« On n’est pas les sœurs de Bon Secours, merde ! On est la police ! »
Ils font équipe pour une soirée : Virginie, Erik et Aristide, gardiens de la paix, sont chargés d'une mission particulière : reconduire à l'aéroport Charles de Gaulle un étranger en situation illicite. Virginie comprend rapidement que ce retour au pays signifie pour leur passager la mort certaine. Dans ce cas précis, préservent-ils réellement la paix ? Cette mesure est-elle juste ? Qui en prend l'entière responsabilité ?
« La responsabilité est dispersée entre la Préfecture, les gardiens, les escorteurs, la Police aux frontières, les pilotes, les hôtesses, les stewards, pour que chacun ait le confort de penser : ce n’est pas moi, c’est l’autre. »
Dans un récit ramassé particulièrement efficace, Hugo Boris s'interroge sur le droit, la morale, responsabilité. En deux phrases, deux mots, deux silences, il heurte ses personnages et les pousse dans leurs retranchements, créant une intensité percutante. A travers leurs contradictions et hésitations, l'humanité de ces hommes et femmes malmenés transparaît et nous frappe par sa pureté...
"Chacun veut la loi pour les autres et la liberté pour soi, pas vrai ? L'ensemble compte plus que l'individu."
Alors qu'il est revenu dans son village natal pour voir son père, un jeune homme subit un grave accident de voiture. Il est recueilli par Matthias, un vieillard qui accepte de la soigner. En échange, on lui promet une place dans le prochain convoi qui lui permettra de quitter le village encerclé par la neige. Les deux hommes cohabitent dans ce village coupé du monde, cernés par une nature hostile, ils ne peuvent s'échapper et restent face à eux-mêmes. La maison de Matthias est un peu à l'écart du village, ils reçoivent d'abord quelques visites des habitants, jusqu'à ce que le village se déserte.
Au sein de ces paysages immaculés, la tension grandit entre les deux hommes. L'atmosphère est particulière, tour à tour oppressante, lumineuse, l'oscillation entre peur et beauté ne s'évanouissant jamais tout à fait. Comme dans la vie, chacun ignore de quoi demain sera fait, chacun espère un départ vers un ailleurs meilleur. L'action se niche dans l'infime, dans le détail, dans un geste synonyme de don de soi ou de haine. Parce que finalement :
"La panne, ton accident, ce village, tout ça, ce ne sont que des détours, des histoires incomplètes, des rencontres fortuites. Des nuits d'hiver et des voyageurs."
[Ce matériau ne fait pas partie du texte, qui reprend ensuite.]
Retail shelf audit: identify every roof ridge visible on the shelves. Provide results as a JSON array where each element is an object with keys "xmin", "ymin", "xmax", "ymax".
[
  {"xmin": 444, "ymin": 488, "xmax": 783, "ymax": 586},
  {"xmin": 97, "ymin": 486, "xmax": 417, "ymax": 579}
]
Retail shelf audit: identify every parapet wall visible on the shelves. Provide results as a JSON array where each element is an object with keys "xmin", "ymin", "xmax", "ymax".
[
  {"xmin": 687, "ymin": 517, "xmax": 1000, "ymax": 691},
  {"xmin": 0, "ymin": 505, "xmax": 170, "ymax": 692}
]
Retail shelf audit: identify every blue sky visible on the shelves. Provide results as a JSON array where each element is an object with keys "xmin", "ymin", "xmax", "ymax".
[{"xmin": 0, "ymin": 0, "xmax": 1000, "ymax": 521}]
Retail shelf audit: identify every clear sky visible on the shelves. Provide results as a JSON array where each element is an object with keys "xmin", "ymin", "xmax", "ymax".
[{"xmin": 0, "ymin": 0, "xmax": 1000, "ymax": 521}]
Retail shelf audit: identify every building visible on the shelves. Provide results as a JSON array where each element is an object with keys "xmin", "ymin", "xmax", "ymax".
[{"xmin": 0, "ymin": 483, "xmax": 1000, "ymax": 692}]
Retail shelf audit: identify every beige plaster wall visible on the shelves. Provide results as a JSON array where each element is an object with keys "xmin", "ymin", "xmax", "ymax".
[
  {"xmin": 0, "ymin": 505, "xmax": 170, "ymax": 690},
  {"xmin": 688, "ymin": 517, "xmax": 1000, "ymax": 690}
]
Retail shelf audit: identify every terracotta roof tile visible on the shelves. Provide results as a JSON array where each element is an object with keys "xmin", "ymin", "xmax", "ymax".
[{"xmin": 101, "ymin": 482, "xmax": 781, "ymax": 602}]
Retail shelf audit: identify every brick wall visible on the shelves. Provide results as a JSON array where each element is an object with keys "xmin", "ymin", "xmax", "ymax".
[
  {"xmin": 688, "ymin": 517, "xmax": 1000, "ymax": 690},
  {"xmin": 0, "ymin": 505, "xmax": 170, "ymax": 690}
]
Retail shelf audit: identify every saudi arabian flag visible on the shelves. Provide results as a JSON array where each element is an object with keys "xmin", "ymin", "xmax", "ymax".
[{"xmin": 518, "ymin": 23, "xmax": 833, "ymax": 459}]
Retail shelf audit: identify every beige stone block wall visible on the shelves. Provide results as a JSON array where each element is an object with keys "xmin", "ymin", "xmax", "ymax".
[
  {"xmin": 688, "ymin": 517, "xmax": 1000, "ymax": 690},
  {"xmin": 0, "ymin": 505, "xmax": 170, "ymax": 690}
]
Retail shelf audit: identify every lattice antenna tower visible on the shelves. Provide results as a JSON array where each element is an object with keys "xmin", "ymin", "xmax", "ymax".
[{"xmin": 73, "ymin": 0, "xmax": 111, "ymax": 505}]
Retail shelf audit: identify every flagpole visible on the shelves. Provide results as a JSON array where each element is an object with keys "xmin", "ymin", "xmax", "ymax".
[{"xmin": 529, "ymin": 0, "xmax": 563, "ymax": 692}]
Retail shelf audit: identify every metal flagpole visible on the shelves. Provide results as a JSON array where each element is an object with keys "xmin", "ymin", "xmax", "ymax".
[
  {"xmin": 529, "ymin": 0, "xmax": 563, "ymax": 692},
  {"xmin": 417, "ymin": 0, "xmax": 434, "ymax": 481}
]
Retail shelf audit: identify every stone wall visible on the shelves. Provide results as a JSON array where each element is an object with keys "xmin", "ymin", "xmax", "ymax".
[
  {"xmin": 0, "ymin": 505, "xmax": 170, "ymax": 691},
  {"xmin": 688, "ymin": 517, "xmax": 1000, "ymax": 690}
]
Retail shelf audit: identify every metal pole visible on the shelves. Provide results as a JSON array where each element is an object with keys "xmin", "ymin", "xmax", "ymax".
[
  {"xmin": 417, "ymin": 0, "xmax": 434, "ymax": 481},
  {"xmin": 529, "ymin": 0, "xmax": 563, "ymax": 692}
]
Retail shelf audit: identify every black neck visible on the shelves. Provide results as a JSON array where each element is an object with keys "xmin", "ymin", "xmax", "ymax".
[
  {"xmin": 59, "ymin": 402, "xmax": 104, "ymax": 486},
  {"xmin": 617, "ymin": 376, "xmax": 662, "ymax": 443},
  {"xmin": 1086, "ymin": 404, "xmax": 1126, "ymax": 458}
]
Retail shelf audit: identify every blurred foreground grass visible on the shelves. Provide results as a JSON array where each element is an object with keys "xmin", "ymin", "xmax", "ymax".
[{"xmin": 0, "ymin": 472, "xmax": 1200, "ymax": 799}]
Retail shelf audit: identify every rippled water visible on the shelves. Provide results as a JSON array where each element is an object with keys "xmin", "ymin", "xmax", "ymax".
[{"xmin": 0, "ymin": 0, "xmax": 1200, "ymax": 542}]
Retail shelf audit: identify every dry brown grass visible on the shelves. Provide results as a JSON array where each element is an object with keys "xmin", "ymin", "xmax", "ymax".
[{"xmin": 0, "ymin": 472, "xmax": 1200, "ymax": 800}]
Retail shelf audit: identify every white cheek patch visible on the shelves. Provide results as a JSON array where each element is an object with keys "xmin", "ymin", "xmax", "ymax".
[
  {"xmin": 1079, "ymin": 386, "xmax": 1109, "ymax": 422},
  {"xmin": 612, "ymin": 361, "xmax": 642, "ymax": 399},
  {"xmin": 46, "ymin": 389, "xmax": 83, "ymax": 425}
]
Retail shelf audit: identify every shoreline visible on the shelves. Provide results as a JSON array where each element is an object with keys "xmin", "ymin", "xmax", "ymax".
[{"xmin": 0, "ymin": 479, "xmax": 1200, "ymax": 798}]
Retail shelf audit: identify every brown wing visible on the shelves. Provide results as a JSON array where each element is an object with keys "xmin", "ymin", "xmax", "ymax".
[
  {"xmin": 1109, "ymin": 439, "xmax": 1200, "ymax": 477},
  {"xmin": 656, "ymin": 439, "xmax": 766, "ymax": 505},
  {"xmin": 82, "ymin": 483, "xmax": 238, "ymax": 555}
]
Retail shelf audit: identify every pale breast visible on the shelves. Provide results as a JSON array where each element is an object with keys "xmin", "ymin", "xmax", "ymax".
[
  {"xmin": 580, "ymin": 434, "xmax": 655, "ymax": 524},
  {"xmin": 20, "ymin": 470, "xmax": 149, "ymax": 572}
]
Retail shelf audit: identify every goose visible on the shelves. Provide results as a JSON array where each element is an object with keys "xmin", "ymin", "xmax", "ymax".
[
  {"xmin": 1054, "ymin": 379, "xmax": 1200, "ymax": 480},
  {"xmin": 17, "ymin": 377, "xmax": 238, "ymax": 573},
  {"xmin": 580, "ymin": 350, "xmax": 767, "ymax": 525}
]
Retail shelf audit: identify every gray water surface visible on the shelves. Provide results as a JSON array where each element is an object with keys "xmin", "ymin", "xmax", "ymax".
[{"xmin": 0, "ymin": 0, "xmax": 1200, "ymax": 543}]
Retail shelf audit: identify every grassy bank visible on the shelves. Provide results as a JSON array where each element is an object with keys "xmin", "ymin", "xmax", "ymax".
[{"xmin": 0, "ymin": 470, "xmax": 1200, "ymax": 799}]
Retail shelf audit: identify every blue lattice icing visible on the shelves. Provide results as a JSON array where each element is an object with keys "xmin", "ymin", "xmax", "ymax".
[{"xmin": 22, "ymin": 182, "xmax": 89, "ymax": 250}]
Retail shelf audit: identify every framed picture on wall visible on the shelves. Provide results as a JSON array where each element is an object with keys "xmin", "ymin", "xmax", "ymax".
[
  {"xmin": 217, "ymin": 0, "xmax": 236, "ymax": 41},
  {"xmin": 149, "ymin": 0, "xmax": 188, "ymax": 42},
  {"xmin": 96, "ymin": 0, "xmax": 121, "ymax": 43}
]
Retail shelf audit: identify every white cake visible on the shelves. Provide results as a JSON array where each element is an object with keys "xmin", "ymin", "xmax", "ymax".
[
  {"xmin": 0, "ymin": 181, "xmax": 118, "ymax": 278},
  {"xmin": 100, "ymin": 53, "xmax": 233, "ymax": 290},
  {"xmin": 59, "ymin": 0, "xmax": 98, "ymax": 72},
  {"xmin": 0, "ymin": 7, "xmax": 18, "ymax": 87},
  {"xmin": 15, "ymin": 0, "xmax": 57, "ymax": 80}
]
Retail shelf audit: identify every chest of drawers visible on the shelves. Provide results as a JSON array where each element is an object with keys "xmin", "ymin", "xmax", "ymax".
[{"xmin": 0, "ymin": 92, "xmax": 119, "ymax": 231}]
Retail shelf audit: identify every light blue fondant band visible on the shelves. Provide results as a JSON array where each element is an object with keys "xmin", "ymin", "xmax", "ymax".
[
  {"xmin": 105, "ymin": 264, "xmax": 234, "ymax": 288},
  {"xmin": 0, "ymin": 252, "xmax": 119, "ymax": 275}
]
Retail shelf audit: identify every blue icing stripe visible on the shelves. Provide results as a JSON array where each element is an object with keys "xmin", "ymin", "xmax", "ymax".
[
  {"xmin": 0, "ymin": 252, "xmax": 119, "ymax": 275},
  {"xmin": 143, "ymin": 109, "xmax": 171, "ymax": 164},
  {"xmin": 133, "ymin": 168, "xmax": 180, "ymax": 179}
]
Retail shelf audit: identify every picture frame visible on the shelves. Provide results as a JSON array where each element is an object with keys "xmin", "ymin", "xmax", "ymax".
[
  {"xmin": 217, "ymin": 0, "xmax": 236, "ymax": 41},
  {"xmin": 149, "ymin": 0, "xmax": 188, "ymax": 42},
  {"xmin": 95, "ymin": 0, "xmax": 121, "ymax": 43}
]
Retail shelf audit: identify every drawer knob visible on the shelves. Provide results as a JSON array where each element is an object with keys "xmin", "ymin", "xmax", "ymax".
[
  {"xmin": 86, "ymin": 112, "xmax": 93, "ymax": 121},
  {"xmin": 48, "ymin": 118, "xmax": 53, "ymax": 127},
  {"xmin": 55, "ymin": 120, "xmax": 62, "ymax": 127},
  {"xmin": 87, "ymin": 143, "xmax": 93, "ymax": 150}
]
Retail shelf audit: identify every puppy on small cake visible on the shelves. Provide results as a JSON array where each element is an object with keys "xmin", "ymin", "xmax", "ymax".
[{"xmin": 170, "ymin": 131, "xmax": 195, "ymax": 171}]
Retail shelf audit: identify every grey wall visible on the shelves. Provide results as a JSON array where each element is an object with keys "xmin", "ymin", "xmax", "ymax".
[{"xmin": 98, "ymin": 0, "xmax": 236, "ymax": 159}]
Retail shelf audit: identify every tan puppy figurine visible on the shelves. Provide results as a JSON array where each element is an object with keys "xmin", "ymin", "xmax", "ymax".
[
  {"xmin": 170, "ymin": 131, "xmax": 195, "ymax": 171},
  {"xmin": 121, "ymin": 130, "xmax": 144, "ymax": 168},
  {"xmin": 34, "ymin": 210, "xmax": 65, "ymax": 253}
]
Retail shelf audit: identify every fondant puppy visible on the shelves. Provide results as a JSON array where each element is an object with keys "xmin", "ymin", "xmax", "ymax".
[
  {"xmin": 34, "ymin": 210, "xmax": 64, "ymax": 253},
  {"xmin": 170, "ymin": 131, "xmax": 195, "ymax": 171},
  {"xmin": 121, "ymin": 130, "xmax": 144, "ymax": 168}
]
En septembre 2015, le petit Aylan Kurdi, réfugié Syrien de trois ans échouait sur la plage après avoir tenté de rejoindre la Grèce. Trois ans plus tard, Khaled Hosseini décide de lui rendre hommage, avec un texte écrit sous forme d'une lettre imaginaire d'un père adressé à son fils. Il demande à la mer de protéger son enfant au cours de la dangereuse traversée qui les attend. Son texte est illustré par Dan Williams.
"Parce que toi, Marwan, tu es une cargaison précieuse, la plus précieuse qu’il ait jamais été.
Je prie pour que la mer le sache.
Inch’Allah.
Combien je prie, pour que la mer le sache. "
Porteuse d'espoir, cette lettre est également le témoignage de leur vie d’avant à Homs en Syrie, et de la transformation rapide de la ville en zone de guerre. Ce pays de cocagne s'est peu à peu transformé, les obligeant à fuir loin des bombardements et de la mort certaine.
Khaled Hosseini versera ses droits d’auteur au Haut-Commissariat des Nations Unies pour les réfugiés, programme dépendant de l’ONU, ainsi qu’à sa fondation qui vient en aide aux femmes et enfants réfugiés. Albin Michel reversera un euro par exemplaire vendu à la Cimade, qui vient en aide aux réfugiés.
Un très bel hommage rendu aux exilés, déracinés de ces pays en guerre.
Diane a 48 ans quand un beau matin son mari la quitte pour une femme plus jeune. Toute confiance en elle la quitte en même temps que ce mari volage, et l'impression d'être une femme plate (ennuyeuse) s'insinue dans son esprit. Ce sera sans compter sur son amie Claudine qui lui conseille de frencher, (flirter) pour reprendre confiance en elle, et décide qu'elle s'entrainera avec Jean-Pi son collègue.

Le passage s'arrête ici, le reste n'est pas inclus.